Advantages of Apache Spark ™
Yes, Hadoop is your ultimate store of all your semi structured data within HDFS and yes, you can query all your data using Map Reduce. It is indeed the backbone of Big Data analytics, and today many companies are using it to do wonders with their Data.
However, Apache Spark, an open-source data analytics, cluster computing framework, is pretty awesome as well. It was developed in the AMPLab at UC Berkeley in 2009 and open sourced in 2010. Since then it has become one of the largest open source communities in Big Data, with over 200 contributors from 50+ organizations. In 2013 Cloudera began offering commercial support for Apache Spark.

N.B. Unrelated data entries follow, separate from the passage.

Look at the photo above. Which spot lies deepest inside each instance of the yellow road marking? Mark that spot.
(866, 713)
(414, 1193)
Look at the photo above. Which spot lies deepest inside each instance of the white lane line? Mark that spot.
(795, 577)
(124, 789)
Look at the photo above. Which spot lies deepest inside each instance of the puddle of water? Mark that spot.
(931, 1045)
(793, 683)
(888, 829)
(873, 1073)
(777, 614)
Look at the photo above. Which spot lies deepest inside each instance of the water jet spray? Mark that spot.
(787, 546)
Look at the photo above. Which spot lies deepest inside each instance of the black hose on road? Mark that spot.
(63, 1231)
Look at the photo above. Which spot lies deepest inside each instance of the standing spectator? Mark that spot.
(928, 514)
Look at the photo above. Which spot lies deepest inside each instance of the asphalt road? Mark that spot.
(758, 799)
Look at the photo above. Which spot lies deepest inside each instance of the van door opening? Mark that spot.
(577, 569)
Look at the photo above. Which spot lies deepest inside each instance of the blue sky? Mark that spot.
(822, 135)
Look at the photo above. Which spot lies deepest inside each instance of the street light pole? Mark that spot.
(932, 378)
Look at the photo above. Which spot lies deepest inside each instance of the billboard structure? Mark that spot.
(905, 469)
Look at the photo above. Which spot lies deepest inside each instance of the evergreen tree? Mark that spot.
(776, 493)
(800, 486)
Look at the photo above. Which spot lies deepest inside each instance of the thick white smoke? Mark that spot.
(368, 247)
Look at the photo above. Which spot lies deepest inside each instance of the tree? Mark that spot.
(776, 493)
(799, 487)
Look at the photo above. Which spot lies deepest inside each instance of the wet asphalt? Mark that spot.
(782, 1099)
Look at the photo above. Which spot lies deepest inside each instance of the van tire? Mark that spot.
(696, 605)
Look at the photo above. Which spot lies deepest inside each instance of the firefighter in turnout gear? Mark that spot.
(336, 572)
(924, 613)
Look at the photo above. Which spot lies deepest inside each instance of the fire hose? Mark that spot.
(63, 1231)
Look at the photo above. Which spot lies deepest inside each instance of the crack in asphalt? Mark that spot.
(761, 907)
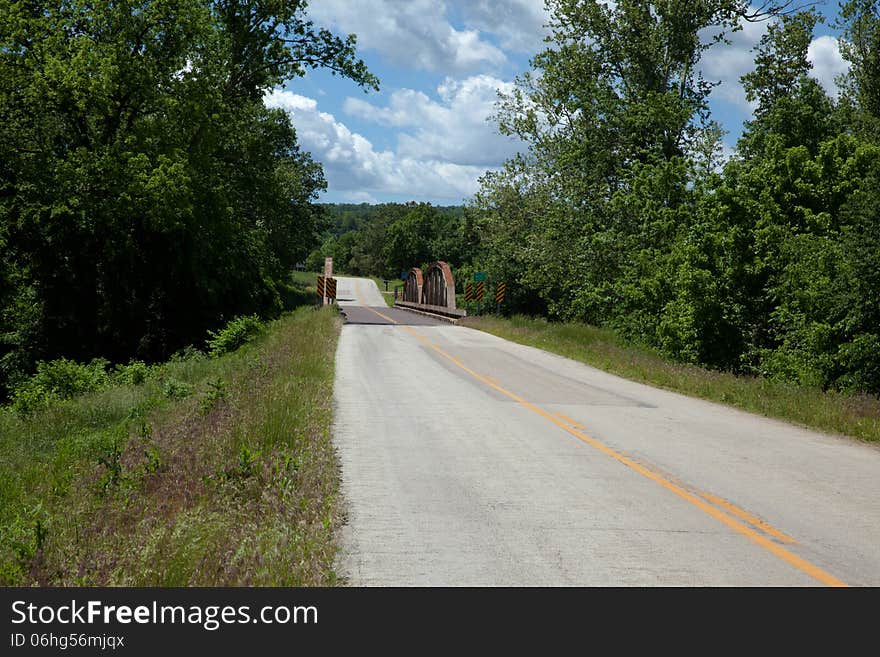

The numerous advantages of Apache Spark makes it a very attractive big data framework. In this blog we will talk through the many advantages of using Spark. The video above by the creator of Spark, Matei Zaharia, will also give you a lot more information about “How Companies are Using Spark, and Where the Edge in Big Data Will Be”.
Integration with Hadoop
Spark’s framework is built on top of the Hadoop Distributed File System (HDFS).So it’s advantageous for those who are familiar with Hadoop.
Spark also starts with the same concept of being able to run MapReduce jobs except that it first places the data into RDDs (Resilient Distributed Datasets) so that this data is now stored in memory so it’s more quickly accessible i.e. the same MapReduce jobs can run much faster because the data is accessed in memory.
Real time stream processing
Every year the real time data being collected from various sources keeps shooting up exponentially. This is where processing and manipulating real time data can help us. Spark helps us to analyse real time data as and when it is collected.
Applications are fraud detection, electronic trading data, log processing in live streams (website logs), etc.
Apart from Steam Processing , Spark can also be used for graph processing .From advertising to social data analysis, graph processing capture relationships in data between entities, say people and objects which are then are mapped out.This has led to recent advances in machine learning and data mining.
Today companies manage two different systems to handle their data and hence end up building separate applications for it. One for streaming & storing real time data. The other to manipulate and analyse this data. This means a lot of space and computational time. Spark gives us the flexibility to implement both batch and stream processing of data simultaneously, which allows organisations to simplify deployment, maintenance and application development.
Hence, you can write sophisticated parallel applications quickly in Java, Scala, or Python without having to think in terms of only “map” and “reduce” operators. This makes it well suited to machine learning algorithms.
Spark is known as the Swiss army knife of Big Data Analytics. It is very popular for its speed, iterative computing and most importantly caching intermediate data in memory for better access.